Hors de l'eau, elle écrasa dans sa main les feuilles de snaria et les déposa à même la plaie et demanda à ce que l'on bande la femme Hiniönne pour elle, estimant qu'elle en avait assez fait.
« Tout ça pour potentiellement contredire Sirius. C'est de l'amour ou de la haine ? Quoique ce soit, c'est animé ! »Au loin, le ciel s'éclaircissait et les premiers soldats embarquèrent. Les hommes de Von Klaash étaient déjà à leurs postes, taciturnes et minutieux, les marins expérimentés travaillaient vite et le navire fut prêt plus tôt que le contremaitre ne l'avait estimé.

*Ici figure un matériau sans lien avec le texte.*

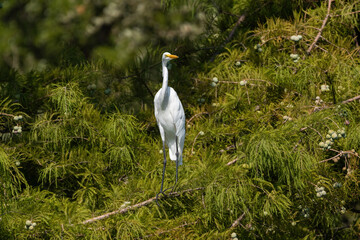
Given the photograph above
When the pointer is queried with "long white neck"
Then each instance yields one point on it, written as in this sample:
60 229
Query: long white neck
165 82
165 76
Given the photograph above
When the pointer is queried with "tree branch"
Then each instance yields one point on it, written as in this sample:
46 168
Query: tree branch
138 205
321 28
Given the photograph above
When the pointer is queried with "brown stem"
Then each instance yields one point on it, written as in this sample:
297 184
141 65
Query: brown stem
138 205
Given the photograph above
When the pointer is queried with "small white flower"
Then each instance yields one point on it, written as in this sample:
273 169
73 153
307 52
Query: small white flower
243 83
324 88
294 38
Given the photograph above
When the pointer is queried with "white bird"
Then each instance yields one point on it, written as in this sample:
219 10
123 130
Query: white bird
170 117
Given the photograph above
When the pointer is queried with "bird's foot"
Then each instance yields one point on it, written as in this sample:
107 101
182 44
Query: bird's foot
163 193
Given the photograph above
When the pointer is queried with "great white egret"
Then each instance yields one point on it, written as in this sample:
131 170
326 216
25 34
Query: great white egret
170 117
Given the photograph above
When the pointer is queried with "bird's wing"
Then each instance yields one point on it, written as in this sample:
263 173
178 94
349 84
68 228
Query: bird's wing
177 113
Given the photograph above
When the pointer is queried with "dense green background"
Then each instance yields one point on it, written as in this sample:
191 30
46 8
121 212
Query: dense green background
82 74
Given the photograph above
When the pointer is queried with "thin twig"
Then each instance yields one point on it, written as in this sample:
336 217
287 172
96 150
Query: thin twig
321 28
196 115
351 99
6 114
138 205
340 153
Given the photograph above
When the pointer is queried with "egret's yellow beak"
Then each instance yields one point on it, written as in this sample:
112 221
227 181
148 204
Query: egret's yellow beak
172 56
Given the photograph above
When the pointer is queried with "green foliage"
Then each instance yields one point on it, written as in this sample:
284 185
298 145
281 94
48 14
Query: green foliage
258 104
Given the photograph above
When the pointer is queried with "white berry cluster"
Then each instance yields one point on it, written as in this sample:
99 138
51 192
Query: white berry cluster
201 100
287 118
29 225
331 136
318 100
214 82
243 82
91 86
18 118
320 191
305 212
325 88
343 210
125 204
17 130
295 57
234 236
296 38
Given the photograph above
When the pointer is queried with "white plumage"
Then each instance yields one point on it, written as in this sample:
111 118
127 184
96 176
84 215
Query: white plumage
170 114
170 117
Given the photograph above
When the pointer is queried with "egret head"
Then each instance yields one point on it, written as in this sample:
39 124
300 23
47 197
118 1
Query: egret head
168 56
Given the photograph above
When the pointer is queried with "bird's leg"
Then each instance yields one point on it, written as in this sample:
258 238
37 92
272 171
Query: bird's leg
162 180
177 166
177 160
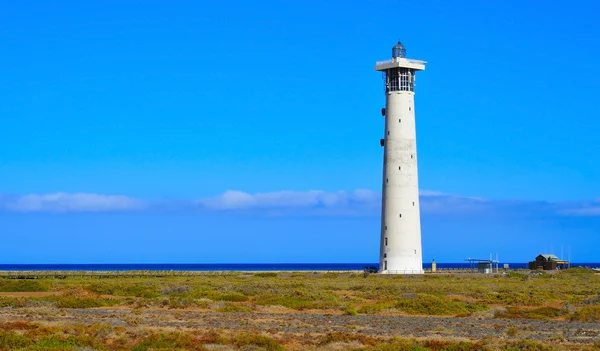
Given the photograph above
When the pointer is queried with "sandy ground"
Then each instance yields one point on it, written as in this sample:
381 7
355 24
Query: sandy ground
280 324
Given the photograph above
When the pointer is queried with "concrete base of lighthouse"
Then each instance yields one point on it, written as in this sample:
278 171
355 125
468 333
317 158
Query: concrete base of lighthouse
401 225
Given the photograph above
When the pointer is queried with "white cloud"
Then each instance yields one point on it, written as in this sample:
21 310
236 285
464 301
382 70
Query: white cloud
64 202
314 199
314 202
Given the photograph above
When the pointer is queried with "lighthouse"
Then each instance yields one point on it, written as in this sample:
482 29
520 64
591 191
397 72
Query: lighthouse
401 249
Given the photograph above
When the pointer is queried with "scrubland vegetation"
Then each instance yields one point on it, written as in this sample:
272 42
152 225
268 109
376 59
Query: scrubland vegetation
36 315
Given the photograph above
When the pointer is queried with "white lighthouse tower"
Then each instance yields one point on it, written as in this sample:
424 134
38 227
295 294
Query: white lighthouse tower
400 251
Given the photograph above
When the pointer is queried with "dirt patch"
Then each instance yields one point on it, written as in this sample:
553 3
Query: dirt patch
31 294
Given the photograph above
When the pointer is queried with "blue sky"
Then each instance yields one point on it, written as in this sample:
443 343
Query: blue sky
191 131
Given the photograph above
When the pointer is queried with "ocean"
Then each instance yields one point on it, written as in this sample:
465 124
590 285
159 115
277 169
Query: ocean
235 266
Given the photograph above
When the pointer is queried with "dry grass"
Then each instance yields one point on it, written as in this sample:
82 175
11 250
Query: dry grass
565 296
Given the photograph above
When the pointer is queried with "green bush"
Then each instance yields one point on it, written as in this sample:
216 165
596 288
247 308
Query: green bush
527 345
535 313
266 274
257 340
169 342
426 304
231 307
587 314
22 286
13 341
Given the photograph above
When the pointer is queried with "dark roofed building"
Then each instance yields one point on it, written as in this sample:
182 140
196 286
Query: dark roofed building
548 262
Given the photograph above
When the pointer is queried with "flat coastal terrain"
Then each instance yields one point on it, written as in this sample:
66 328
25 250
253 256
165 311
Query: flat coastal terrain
517 310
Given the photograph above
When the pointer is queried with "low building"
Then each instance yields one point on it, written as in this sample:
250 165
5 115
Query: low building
485 267
548 262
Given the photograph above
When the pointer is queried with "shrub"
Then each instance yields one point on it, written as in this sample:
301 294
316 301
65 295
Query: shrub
527 345
169 342
22 286
587 314
233 297
376 307
266 274
231 307
432 305
535 313
346 337
13 341
257 340
175 289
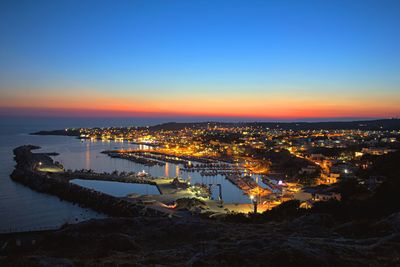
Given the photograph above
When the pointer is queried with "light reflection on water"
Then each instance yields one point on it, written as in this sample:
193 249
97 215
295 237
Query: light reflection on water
87 155
117 189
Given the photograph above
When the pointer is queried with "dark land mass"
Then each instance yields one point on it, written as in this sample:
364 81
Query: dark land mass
384 124
361 230
376 125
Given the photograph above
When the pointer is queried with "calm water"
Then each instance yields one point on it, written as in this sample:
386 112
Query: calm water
117 189
24 209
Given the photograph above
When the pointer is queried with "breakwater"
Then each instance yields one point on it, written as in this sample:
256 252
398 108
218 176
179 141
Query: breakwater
58 184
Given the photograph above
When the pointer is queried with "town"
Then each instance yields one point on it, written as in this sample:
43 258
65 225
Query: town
268 165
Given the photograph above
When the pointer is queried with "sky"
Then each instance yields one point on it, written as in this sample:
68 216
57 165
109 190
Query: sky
270 59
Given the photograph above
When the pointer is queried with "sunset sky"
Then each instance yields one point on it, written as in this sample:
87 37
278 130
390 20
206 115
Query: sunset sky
242 59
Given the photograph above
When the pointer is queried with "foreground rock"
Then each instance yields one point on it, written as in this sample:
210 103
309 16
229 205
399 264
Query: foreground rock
196 242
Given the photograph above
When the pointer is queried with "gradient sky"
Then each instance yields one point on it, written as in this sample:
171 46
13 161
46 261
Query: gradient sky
244 59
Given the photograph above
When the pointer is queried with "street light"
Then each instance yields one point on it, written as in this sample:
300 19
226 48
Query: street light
254 200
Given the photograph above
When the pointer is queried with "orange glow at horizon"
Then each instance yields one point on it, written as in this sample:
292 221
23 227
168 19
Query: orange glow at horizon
285 105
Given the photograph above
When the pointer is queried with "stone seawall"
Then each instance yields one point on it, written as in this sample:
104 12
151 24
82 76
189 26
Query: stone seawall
26 174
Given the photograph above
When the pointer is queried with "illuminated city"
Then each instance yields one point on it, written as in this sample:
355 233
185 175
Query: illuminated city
199 133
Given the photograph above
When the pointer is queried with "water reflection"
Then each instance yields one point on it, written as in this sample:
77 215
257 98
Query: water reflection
79 156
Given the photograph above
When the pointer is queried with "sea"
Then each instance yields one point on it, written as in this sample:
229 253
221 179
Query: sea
22 209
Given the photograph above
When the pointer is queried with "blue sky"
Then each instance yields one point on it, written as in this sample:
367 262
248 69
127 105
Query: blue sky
198 48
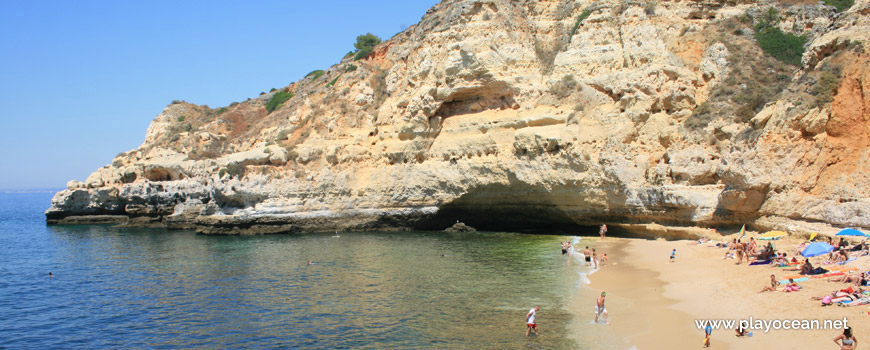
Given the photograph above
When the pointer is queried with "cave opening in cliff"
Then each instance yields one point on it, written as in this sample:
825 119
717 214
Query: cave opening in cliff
492 96
515 207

« Rôk, il y a plusieurs cabines sur ce navire, une dizaine au total, pas très grandes, certes, mais la banquette est plus confortable. Votre grade vous octroie le droit d'en choisir une. Quant à Sirius. » Qu'elle désigna du doigt
« Il logera dans la mienne, je tiens à l'avoir à l'œil. Mettez l'étrangère dans l'une des cabines, pour que tout se passe bien, elle ne doit voir personne. Surtout pas un Garzok. »--- --- --- ---
La cabine de Hrist était celle de l'ancien capitaine de la Veuve, la tueuse souhaitait être la seule à commander ses possessions, la seule exception à la règle était le navire sur lequel se trouvait Von Klaash, malgré ses manières douteuses, ses connaissances en mer dépassaient grandement celles de Hrist et d'elle même, s'inclinait face aux décisions du Capitaine Von Klaash.

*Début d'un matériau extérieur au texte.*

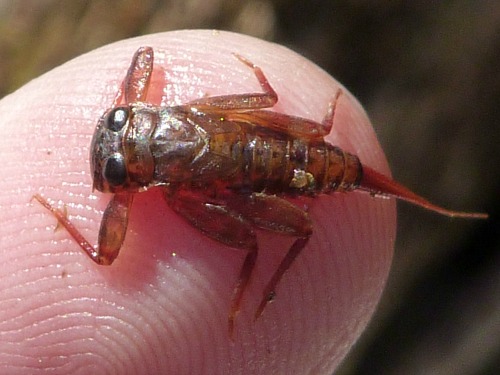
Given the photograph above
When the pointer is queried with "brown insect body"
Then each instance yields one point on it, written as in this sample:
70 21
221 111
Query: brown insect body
225 163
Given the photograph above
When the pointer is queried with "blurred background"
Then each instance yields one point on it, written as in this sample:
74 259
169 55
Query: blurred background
429 78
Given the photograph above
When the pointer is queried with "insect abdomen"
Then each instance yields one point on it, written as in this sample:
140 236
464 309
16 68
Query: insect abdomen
293 166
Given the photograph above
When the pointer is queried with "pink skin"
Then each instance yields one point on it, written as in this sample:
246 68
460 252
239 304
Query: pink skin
162 306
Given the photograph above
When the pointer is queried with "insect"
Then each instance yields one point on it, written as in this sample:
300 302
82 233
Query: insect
226 165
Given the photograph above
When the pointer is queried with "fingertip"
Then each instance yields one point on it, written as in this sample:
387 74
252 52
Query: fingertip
323 302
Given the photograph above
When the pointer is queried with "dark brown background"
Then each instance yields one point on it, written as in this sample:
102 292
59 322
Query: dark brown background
428 76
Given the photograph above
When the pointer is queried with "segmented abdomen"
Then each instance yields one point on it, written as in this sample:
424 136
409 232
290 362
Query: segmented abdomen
293 166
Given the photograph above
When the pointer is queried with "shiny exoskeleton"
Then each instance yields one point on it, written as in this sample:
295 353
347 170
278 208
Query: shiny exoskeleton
225 164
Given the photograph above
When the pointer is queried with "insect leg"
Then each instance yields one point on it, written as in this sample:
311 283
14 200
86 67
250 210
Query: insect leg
292 125
112 231
134 87
223 225
278 215
240 102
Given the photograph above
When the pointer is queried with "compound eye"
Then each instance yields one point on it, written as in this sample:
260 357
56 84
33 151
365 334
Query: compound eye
114 170
117 118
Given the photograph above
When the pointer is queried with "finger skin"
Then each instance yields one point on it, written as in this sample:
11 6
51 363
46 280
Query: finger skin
162 306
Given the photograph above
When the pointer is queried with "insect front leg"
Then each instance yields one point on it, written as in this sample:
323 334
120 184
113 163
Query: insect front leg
112 231
222 224
240 102
134 87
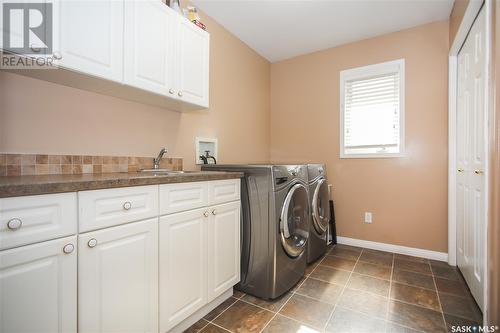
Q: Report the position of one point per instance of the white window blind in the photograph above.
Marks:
(372, 110)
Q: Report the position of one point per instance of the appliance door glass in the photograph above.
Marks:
(320, 207)
(294, 221)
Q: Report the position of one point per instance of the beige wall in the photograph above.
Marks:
(408, 196)
(456, 16)
(41, 117)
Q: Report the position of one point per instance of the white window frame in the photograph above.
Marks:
(373, 70)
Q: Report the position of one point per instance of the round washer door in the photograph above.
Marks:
(320, 207)
(293, 221)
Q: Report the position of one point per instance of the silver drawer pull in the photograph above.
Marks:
(14, 224)
(68, 248)
(92, 242)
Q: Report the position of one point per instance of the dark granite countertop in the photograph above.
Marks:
(31, 185)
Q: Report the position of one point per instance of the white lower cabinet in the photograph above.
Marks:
(223, 248)
(118, 279)
(38, 287)
(183, 265)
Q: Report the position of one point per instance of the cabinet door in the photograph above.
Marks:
(223, 248)
(89, 36)
(148, 46)
(183, 266)
(38, 287)
(193, 63)
(118, 279)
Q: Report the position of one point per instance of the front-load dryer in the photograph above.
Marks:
(275, 227)
(320, 211)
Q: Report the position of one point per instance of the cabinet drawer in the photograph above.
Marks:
(31, 219)
(184, 196)
(220, 191)
(104, 208)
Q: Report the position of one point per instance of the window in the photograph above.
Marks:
(372, 110)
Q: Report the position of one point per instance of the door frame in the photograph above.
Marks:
(472, 10)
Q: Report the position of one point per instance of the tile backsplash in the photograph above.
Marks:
(37, 164)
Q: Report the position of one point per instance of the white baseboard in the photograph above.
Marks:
(411, 251)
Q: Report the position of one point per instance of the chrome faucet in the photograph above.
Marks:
(157, 160)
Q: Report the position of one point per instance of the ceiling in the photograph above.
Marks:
(281, 29)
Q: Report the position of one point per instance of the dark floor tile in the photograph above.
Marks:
(369, 284)
(244, 317)
(211, 328)
(413, 279)
(336, 262)
(298, 284)
(197, 327)
(376, 258)
(381, 272)
(460, 307)
(438, 263)
(218, 310)
(331, 275)
(372, 305)
(419, 267)
(238, 293)
(449, 272)
(310, 267)
(454, 287)
(416, 317)
(457, 321)
(320, 290)
(281, 324)
(345, 320)
(307, 310)
(410, 258)
(271, 305)
(415, 295)
(345, 253)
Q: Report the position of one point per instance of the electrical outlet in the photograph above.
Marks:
(368, 217)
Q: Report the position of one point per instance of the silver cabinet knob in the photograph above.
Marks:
(68, 248)
(14, 224)
(92, 242)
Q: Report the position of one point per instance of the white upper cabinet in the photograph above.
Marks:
(192, 63)
(38, 287)
(89, 37)
(148, 51)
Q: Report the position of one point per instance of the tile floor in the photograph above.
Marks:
(355, 290)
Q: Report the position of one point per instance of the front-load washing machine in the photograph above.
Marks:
(275, 227)
(320, 211)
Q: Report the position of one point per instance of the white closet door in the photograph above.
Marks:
(471, 145)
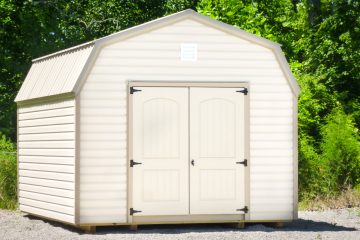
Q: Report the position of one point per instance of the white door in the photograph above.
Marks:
(216, 151)
(160, 144)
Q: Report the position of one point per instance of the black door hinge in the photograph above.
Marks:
(243, 162)
(245, 209)
(132, 90)
(132, 163)
(132, 211)
(244, 91)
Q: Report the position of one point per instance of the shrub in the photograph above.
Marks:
(8, 174)
(341, 150)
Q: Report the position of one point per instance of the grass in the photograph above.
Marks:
(349, 198)
(8, 174)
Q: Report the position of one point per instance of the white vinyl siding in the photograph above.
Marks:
(103, 177)
(155, 56)
(46, 138)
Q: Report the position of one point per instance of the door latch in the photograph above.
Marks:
(245, 209)
(132, 211)
(132, 163)
(243, 162)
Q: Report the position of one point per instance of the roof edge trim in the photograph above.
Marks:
(51, 98)
(64, 51)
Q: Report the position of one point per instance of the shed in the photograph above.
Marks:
(181, 119)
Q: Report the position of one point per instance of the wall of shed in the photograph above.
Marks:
(46, 148)
(155, 56)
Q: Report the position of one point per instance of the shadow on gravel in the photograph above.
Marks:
(299, 225)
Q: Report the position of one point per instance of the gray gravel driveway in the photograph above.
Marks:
(335, 224)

Le confort y était assez chiche, le lit était sec et le bureau était bien éclairé par les vitraux opaques et les nombreuses bougies. Il y avait même un rangement plein de chandelles et de cartes et drapeaux divers. La première chose à faire était de trouver un endroit inconfortable pour Sirius. Le mobilier n'avait pas été conçu pour que l'on y attache des fers et le prisonnier livré avec, aussi, elle n'eut pas d'autre choix que d'imaginer son " invité " simplement entravé des poignets jusqu'aux jambes. Le bureau quant à lui, semblait solide et serait un excellent endroit où allonger le corps de Sirius si elle devait lui soustraire des informations en usant la manière forte.

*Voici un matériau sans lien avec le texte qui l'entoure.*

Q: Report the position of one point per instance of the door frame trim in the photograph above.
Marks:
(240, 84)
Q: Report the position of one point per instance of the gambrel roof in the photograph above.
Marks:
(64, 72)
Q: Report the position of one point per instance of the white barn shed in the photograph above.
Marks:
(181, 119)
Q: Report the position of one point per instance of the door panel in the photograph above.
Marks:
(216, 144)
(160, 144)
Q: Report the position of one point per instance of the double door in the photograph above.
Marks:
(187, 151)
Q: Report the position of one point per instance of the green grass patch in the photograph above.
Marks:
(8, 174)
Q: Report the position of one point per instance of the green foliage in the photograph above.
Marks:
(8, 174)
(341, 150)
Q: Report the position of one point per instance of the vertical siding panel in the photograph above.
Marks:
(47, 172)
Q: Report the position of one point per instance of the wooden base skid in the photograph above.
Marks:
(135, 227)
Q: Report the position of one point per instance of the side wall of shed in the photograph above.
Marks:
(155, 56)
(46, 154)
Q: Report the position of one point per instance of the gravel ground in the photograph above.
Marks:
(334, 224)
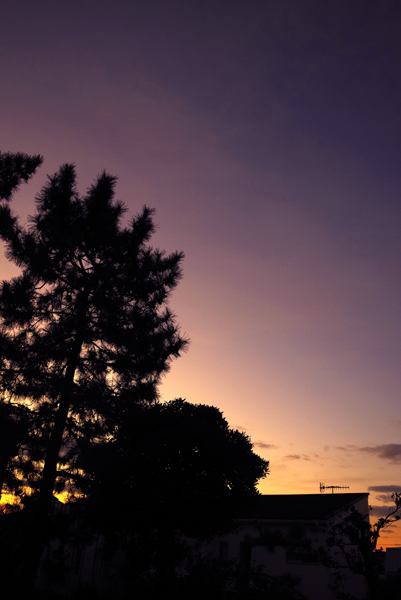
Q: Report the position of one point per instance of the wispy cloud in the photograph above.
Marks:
(296, 457)
(264, 445)
(391, 452)
(384, 488)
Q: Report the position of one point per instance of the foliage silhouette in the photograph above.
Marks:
(353, 534)
(173, 469)
(85, 328)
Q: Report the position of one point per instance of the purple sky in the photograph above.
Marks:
(267, 136)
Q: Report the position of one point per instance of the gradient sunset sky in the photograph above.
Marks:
(267, 136)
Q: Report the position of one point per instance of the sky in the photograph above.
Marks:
(267, 136)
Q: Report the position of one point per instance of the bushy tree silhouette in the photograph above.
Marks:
(85, 328)
(174, 469)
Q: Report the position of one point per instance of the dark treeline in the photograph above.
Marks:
(86, 334)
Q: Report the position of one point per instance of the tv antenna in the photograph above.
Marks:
(324, 487)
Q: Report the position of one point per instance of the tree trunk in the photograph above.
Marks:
(38, 522)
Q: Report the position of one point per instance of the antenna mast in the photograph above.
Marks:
(333, 487)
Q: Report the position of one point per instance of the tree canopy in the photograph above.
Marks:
(86, 329)
(175, 464)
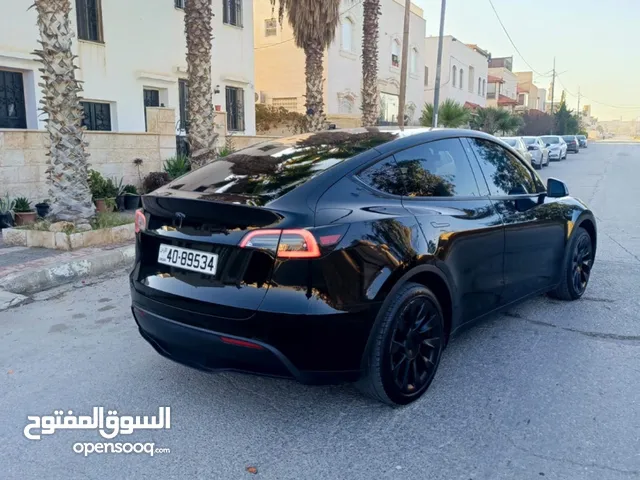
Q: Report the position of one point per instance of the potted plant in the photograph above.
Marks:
(7, 215)
(43, 208)
(25, 215)
(131, 197)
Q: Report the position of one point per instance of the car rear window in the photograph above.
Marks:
(263, 173)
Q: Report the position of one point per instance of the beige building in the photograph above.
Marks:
(280, 65)
(502, 84)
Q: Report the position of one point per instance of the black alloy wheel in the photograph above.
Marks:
(405, 349)
(577, 267)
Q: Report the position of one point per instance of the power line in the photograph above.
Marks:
(291, 39)
(512, 43)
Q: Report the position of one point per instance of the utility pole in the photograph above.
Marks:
(436, 94)
(403, 66)
(553, 88)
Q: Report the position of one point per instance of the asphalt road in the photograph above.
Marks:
(548, 389)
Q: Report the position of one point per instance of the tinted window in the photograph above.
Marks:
(263, 173)
(384, 176)
(437, 169)
(505, 174)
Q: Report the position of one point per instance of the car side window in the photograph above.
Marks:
(384, 176)
(505, 174)
(437, 169)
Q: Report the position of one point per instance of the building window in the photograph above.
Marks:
(232, 12)
(270, 27)
(12, 104)
(395, 53)
(413, 61)
(347, 35)
(235, 109)
(89, 16)
(288, 103)
(97, 116)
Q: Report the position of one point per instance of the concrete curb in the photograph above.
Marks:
(35, 280)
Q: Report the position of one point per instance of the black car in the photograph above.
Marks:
(573, 144)
(351, 254)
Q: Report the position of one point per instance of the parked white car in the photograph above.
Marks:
(539, 151)
(556, 145)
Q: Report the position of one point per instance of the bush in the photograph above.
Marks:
(22, 204)
(154, 181)
(177, 166)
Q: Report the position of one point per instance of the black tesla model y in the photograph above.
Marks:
(351, 254)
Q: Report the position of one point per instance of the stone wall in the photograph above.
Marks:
(23, 154)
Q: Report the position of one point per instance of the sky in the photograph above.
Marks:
(595, 43)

« Gardes. Faites entrer le prisonnier. Installez le dans un coin. Rôk organisera les tours de garde au pas de la porte.»Le voyage serait ingrat pour les soldats Garzok, Hrist avait demandé à ce qu'ils ne sortent pas de la cale une fois qu'ils se trouveraient en eaux ennemies. Si un navire humain venait à les aborder pour fouiller le navire, ils devraient être prêts à se cacher bien avant l'accostage. Hrist espérait que ce genre de situation n'arrive pas, mais faute de pouvoir tout prévoir, il valait mieux trouver une solution qui préserve ses soldats, pas ou peu préparés à un assaut en pleine mer.